Made a non-obvious decisionmemory decide "Using Redis for sessions" -r "Need sub-ms latency"
User corrected a mistakememory correct "Assumed UTC" "User is in CET" -c "scheduling"
Created important documentationmemory index-file ./docs/architecture.md

At Session End

  • Update the daily log (memory/YYYY-MM-DD.md) with key events
  • Consider what's worth adding to long-term MEMORY.md
  • Index any new important files

The Key Principle

If you might need to remember it next session, write it down NOW.

Mental notes don't survive context window resets. Files and vector memories do.

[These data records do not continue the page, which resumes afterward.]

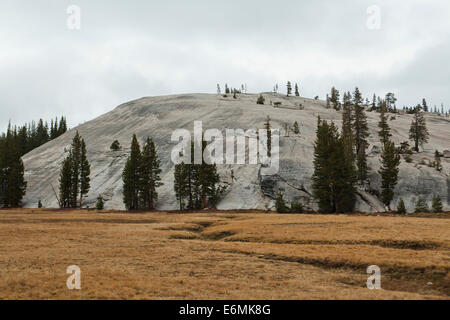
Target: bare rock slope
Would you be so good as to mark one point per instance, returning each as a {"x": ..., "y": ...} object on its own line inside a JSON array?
[{"x": 157, "y": 117}]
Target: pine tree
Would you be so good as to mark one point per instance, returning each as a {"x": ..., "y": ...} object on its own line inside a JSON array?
[
  {"x": 437, "y": 204},
  {"x": 421, "y": 206},
  {"x": 74, "y": 180},
  {"x": 204, "y": 183},
  {"x": 260, "y": 99},
  {"x": 115, "y": 146},
  {"x": 289, "y": 88},
  {"x": 76, "y": 168},
  {"x": 85, "y": 171},
  {"x": 65, "y": 183},
  {"x": 149, "y": 175},
  {"x": 389, "y": 172},
  {"x": 334, "y": 175},
  {"x": 424, "y": 105},
  {"x": 100, "y": 205},
  {"x": 361, "y": 133},
  {"x": 12, "y": 182},
  {"x": 347, "y": 125},
  {"x": 180, "y": 184},
  {"x": 296, "y": 128},
  {"x": 401, "y": 209},
  {"x": 437, "y": 161},
  {"x": 335, "y": 98},
  {"x": 280, "y": 204},
  {"x": 390, "y": 102},
  {"x": 131, "y": 175},
  {"x": 385, "y": 130},
  {"x": 418, "y": 131},
  {"x": 269, "y": 136}
]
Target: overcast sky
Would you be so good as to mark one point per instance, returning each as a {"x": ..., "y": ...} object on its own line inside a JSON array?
[{"x": 129, "y": 49}]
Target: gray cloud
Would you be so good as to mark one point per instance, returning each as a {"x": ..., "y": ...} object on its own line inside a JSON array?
[{"x": 126, "y": 50}]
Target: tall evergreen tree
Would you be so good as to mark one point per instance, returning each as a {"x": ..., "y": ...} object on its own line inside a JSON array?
[
  {"x": 289, "y": 88},
  {"x": 334, "y": 99},
  {"x": 437, "y": 204},
  {"x": 390, "y": 160},
  {"x": 76, "y": 168},
  {"x": 347, "y": 125},
  {"x": 424, "y": 105},
  {"x": 85, "y": 171},
  {"x": 269, "y": 136},
  {"x": 296, "y": 128},
  {"x": 74, "y": 180},
  {"x": 334, "y": 174},
  {"x": 65, "y": 183},
  {"x": 421, "y": 206},
  {"x": 149, "y": 175},
  {"x": 418, "y": 131},
  {"x": 385, "y": 130},
  {"x": 12, "y": 182},
  {"x": 181, "y": 183},
  {"x": 131, "y": 175},
  {"x": 361, "y": 133}
]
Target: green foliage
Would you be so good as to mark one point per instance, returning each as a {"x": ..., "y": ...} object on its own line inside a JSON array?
[
  {"x": 280, "y": 204},
  {"x": 421, "y": 206},
  {"x": 334, "y": 175},
  {"x": 100, "y": 204},
  {"x": 12, "y": 182},
  {"x": 85, "y": 171},
  {"x": 260, "y": 99},
  {"x": 65, "y": 184},
  {"x": 361, "y": 133},
  {"x": 390, "y": 160},
  {"x": 289, "y": 88},
  {"x": 296, "y": 207},
  {"x": 418, "y": 131},
  {"x": 437, "y": 204},
  {"x": 196, "y": 186},
  {"x": 115, "y": 146},
  {"x": 131, "y": 175},
  {"x": 385, "y": 130},
  {"x": 405, "y": 148},
  {"x": 401, "y": 209},
  {"x": 408, "y": 159},
  {"x": 437, "y": 161},
  {"x": 150, "y": 179},
  {"x": 296, "y": 128},
  {"x": 334, "y": 99},
  {"x": 74, "y": 180},
  {"x": 269, "y": 136}
]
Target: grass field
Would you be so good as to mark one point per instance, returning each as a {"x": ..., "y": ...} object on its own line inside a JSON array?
[{"x": 221, "y": 255}]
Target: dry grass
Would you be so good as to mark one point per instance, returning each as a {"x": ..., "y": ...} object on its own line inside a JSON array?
[{"x": 221, "y": 255}]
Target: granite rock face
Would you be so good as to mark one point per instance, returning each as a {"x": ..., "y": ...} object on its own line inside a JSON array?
[{"x": 158, "y": 117}]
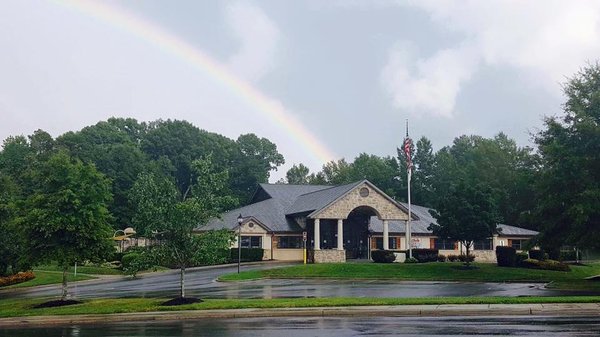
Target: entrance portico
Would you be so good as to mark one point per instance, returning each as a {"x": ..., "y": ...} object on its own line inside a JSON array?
[{"x": 347, "y": 220}]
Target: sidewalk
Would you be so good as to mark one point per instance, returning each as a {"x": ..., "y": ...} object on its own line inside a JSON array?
[{"x": 553, "y": 309}]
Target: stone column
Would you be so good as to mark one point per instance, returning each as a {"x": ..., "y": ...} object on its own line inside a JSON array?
[
  {"x": 340, "y": 234},
  {"x": 494, "y": 242},
  {"x": 386, "y": 235},
  {"x": 317, "y": 234}
]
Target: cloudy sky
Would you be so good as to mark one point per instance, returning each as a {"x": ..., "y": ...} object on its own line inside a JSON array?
[{"x": 321, "y": 79}]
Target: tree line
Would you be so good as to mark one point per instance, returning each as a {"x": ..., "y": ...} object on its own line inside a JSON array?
[
  {"x": 553, "y": 187},
  {"x": 111, "y": 175}
]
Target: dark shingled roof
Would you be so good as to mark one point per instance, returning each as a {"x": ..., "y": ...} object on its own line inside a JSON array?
[
  {"x": 319, "y": 199},
  {"x": 302, "y": 199},
  {"x": 270, "y": 212},
  {"x": 425, "y": 219}
]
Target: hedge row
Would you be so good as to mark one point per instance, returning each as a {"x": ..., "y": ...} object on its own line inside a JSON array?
[
  {"x": 383, "y": 256},
  {"x": 19, "y": 277}
]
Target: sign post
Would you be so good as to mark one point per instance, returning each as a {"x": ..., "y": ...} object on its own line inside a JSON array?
[{"x": 304, "y": 236}]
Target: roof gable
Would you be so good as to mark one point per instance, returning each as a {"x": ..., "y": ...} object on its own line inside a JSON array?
[{"x": 350, "y": 197}]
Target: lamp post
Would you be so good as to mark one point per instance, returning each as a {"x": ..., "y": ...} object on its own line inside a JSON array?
[{"x": 240, "y": 220}]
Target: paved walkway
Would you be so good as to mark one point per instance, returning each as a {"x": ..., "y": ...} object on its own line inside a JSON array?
[{"x": 551, "y": 309}]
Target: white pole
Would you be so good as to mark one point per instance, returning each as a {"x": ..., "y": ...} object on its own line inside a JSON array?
[{"x": 408, "y": 228}]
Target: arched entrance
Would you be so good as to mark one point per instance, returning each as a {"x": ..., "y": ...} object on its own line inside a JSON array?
[{"x": 356, "y": 232}]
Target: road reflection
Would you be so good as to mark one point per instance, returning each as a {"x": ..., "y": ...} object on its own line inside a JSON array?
[{"x": 333, "y": 326}]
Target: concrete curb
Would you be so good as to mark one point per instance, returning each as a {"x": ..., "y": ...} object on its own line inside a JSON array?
[{"x": 551, "y": 309}]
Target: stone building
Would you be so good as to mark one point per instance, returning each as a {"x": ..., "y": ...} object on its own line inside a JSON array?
[{"x": 343, "y": 222}]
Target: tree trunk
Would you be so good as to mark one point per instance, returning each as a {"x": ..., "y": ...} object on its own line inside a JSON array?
[
  {"x": 63, "y": 296},
  {"x": 182, "y": 282}
]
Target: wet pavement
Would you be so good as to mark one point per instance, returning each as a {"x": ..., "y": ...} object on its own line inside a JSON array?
[
  {"x": 333, "y": 326},
  {"x": 202, "y": 283}
]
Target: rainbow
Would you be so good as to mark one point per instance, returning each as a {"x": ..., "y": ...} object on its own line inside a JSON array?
[{"x": 172, "y": 44}]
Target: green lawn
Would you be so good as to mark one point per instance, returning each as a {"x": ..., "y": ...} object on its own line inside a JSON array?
[
  {"x": 47, "y": 277},
  {"x": 92, "y": 270},
  {"x": 436, "y": 271},
  {"x": 23, "y": 307}
]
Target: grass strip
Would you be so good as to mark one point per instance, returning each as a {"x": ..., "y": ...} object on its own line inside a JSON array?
[
  {"x": 436, "y": 271},
  {"x": 48, "y": 277},
  {"x": 21, "y": 308},
  {"x": 93, "y": 270}
]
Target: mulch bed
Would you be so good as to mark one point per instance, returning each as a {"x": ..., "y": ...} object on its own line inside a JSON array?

Memory Types and Their Uses

TypePurposeExample
learningInsights and lessons"User prefers concise responses"
decisionRecorded choices with reasoning"Chose React over Vue for better ecosystem"
correctionMistakes and their fixes"Don't assume timezone; always ask"
fileIndexed document chunksProject docs, meeting notes
noteGeneral informationContact details, preferences

Why ChromaDB?

Several vector databases could work for this use case, but ChromaDB offers specific advantages for local AI agents:

  1. Local-first: Runs entirely on your machine, no API keys or external calls
  2. Built-in embeddings: Uses Sentence Transformers by default—no OpenAI API needed
  3. Lightweight: Single Python package, minimal dependencies
  4. Persistent: Data survives restarts without explicit save calls
  5. Simple API: Add, query, and manage with minimal code

Results in Practice

After implementing this system, the AI agent can:

  • Recall context from weeks ago: "What did we decide about the database schema?"
  • Learn from corrections: Same mistake doesn't repeat after being corrected once
  • Build institutional knowledge: Preferences, patterns, and decisions accumulate
  • Search semantically: Find related memories even with different phrasing

The difference is transformative. The assistant goes from a stateless tool to something that feels like it actually knows you.

Conclusion

Persistent memory transforms AI assistants from stateless responders into genuine collaborators that learn and grow. With ChromaDB and a simple CLI wrapper, you can add this capability to any LLM-based agent in under an hour.

The key insight is that memory doesn't need to be complex. A vector database, some careful categorization of memory types, and clear instructions for when to store and retrieve—that's all it takes to give your AI assistant a functioning long-term memory.